Servo bandwidth is the maximum trackable sinusoidal frequency of amplitude $A$, with tracking achieved at or before 10% of amplitude $A$ is reached. The servo bandwidth indicates the capability of the servo to follow rapid changes in the commanded input. It is usually specified as a frequency in hertz or radian/sec.

== Explanation ==

Bandwidth of systems is generally defined to be the frequency at which the system's amplitude is $\tfrac{1}{\sqrt{2}}$ times the signal amplitude. But if we apply same logic to servo systems it is difficult to analyze and develop a system to a sufficiently accurate specification. This is because of ambiguity with regard to frequency at which the amplitude should go to $\tfrac{1}{\sqrt{2}}$.

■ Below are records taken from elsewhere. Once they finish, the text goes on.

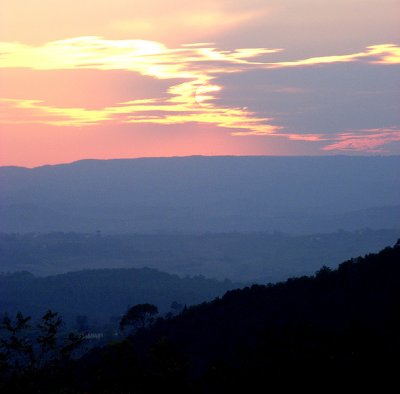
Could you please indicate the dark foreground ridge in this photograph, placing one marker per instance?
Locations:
(339, 327)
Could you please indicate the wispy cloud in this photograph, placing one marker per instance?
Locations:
(369, 140)
(193, 92)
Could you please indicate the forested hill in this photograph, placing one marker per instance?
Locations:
(103, 293)
(338, 328)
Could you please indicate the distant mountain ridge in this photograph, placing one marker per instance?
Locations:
(198, 194)
(103, 293)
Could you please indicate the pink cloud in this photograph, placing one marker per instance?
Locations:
(369, 140)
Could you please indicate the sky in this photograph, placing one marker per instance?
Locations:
(125, 78)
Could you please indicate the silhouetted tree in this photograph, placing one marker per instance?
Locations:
(24, 347)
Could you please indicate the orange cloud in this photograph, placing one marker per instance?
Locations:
(369, 140)
(379, 54)
(193, 100)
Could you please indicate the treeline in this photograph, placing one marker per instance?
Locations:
(338, 328)
(103, 295)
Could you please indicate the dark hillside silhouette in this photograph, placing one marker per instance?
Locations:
(339, 328)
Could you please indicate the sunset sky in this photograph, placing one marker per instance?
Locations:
(125, 78)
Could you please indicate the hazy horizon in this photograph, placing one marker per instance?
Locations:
(120, 79)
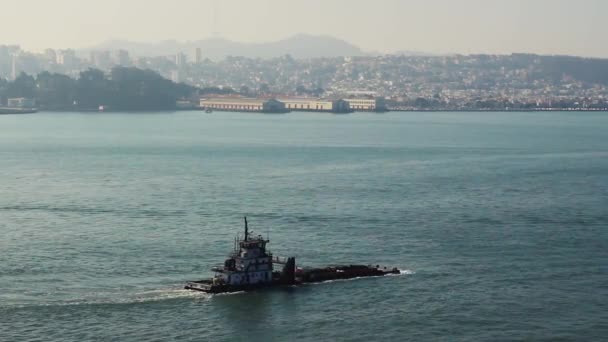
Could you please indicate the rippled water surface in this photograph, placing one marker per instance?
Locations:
(498, 219)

A simple and sound definition can be sought regarding this.
Let us say we want to design a position servo control system with following specifications:
- Bandwidth: 10 Hz
- Allowed amplitude range : ± 50°

The above definition is not enough to design a practical control system. The definitions above have inherent problems with regard to what amplitude the manufacturer should take to design the servo with 10 Hz bandwidth.
If the manufacturer takes the amplitude to be ±20° and rise time for this amplitude to be 0.025 sec (10 Hz sinusoid)
and some other manufacturer takes amplitude to be ±50°, the acceleration requirements calculated by two will be very different.

This leads us to understand that giving servo bandwidth alone with no amplitude specification is almost useless. Also defining the bandwidth as per normal bandwidth definition does not help (ambiguity with regard to frequency at which the amplitude should go to $\tfrac{1}{\sqrt{2}})$.